Winter Training Report #3

Happy Tuesday!


Training has been going ok – a little bit of a stall during the holidays. But when you look back at my running last year during the winter I’ve already improved with getting outside and running more. Last year in January, I ran 5k in December, 15K in January and 16K in February (yikes..) – but in December this year, I have run 28K. Now that is a pretty low KM week during marathon training, but an improvement during off season. Even November wasn’t bad – with an additional 14K on top of the marathon. The plan after the marathon was to gradually amp up the mileage again, but very slowly. My body needed a rest after the marathon.

Training December 18-December 31st

December 18 – GoodLife + small track workout

I went in for a physical assessment at GoodLife. While waiting for the personal trainer, I ran half a mile. Then I did a series of exercises to test my physical abilities including lunges, push-ups and planks. It was fun!

In the evening I was supposed to do a long jump practice – but after 800m and dynamics, my hip was angry. I did manage to do a couple of start drills though. My hip really jammed up that evening.

December 19 – GoodLife

Another GoodLife workout with the personal trainer. She ran through a variety of exercises including weighted lunges/squats and using the TRX system for some rows and pull-ups. I liked the TRX stuff! The personal trainer also showed me a year long plan of workouts. I’m hoping to sign up for some personal training in January.

December 20-25 – not much

A bit too busy during the holiday season. I did some lunges, glute bridges and that sort of thing here and there, but nothing structured. I also wanted to rest the hip – which worked as it doesn’t feel jammed up anymore.

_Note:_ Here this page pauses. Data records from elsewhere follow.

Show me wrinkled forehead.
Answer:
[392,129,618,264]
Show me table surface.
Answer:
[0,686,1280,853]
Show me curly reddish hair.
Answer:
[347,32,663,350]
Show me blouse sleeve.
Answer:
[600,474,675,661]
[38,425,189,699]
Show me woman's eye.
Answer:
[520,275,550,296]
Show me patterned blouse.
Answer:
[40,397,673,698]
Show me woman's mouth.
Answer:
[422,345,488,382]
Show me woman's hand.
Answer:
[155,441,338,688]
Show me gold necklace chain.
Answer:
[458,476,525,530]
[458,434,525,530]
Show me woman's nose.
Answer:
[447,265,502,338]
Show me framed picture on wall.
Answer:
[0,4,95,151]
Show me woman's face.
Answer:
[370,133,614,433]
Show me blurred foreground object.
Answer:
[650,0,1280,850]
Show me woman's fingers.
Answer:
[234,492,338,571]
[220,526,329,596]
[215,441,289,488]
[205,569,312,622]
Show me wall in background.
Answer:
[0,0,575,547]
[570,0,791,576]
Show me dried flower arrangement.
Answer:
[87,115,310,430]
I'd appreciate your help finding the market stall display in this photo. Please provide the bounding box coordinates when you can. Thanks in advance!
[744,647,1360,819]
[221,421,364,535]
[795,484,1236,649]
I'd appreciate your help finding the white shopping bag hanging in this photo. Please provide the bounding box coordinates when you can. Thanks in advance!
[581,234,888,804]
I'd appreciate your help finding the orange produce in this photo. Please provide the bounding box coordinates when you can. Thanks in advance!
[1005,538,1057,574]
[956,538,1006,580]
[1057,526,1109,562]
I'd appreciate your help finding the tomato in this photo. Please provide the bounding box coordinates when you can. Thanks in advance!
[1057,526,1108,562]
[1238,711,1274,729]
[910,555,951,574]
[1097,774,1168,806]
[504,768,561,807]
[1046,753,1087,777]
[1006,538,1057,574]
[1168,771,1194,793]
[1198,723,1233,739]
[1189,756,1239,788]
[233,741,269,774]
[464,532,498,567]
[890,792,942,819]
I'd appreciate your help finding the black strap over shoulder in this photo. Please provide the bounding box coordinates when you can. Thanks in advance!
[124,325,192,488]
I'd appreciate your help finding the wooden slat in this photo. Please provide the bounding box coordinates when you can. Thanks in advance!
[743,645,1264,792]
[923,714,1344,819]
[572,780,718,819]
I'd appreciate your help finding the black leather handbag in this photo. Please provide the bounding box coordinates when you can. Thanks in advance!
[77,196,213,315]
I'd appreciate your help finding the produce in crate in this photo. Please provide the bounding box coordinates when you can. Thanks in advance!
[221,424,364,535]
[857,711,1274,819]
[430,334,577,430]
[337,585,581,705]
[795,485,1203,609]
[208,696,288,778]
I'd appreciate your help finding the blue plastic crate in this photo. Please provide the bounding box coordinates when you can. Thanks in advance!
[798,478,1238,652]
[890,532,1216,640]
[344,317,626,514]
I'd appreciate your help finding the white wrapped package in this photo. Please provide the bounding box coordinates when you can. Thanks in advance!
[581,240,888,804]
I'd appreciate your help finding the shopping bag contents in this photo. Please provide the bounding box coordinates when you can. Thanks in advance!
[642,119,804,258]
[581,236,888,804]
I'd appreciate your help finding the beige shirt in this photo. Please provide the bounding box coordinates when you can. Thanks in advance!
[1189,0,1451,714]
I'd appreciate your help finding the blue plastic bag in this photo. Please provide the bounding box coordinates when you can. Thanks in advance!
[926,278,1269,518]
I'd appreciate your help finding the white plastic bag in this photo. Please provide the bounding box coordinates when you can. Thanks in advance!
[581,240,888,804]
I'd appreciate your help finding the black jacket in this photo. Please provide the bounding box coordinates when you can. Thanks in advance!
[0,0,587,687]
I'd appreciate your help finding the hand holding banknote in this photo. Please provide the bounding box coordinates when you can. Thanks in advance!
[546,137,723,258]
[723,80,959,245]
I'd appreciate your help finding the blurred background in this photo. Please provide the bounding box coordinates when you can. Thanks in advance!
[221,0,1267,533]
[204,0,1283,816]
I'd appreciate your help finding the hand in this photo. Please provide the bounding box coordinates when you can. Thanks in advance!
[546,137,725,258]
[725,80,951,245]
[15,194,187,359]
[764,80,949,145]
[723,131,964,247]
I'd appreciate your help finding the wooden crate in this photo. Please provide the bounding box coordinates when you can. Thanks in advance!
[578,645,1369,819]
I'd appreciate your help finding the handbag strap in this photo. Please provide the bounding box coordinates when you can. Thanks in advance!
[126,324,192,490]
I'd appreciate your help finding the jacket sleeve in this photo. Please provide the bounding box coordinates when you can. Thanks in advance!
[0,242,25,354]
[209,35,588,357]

December 26 – 6K “long run”

Longest run since the marathon! I’ve gradually built up from 3K to 6K over the past month. I doubt that I will go beyond 10K in the winter season, so in a few weeks I should be able to get to 10K. The run felt good – actually I was warm! It was 4C that day and I totally overdressed.

December 27 – Hip/Glute exercises

I had to coach that day – so I did do a few body-weight exercises with the track team – including 5 Rocky push-ups (full push-up with a clap – they are killer). When I got home, I did more lunges, push-ups

December 28 – 3K Progression run

I went for a short run on Sunday – 3K, with each KM getting faster. I finished in under 18 minutes with KM 1 being 6:14, KM 2 in 6:02 and KM 3 in 5:29. Fun little workout. I am loving the clear sidewalks!

December 31 – 5K Resolution Run

This hasn’t happened yet – but I’m sure it will go fine! No goals for the race – I’m sure a sub-30 is in order, a sub 28 could happen, a sub 26 would be amazing (but probably not happening).


I missed the gym the second week, but once I go back to school, things should be a bit more on schedule. Also, my GoodLife location is just a block south of school, so it makes it even easier to get to the gym. As mentioned, I have run more in December then any December previously. I need to keep up with that momentum! I also want to take advantage of the clear streets for as long as possible. I can deal with the cold, but the snow-running is probably why my hip acted up.

How was your training?

photo 1 (5)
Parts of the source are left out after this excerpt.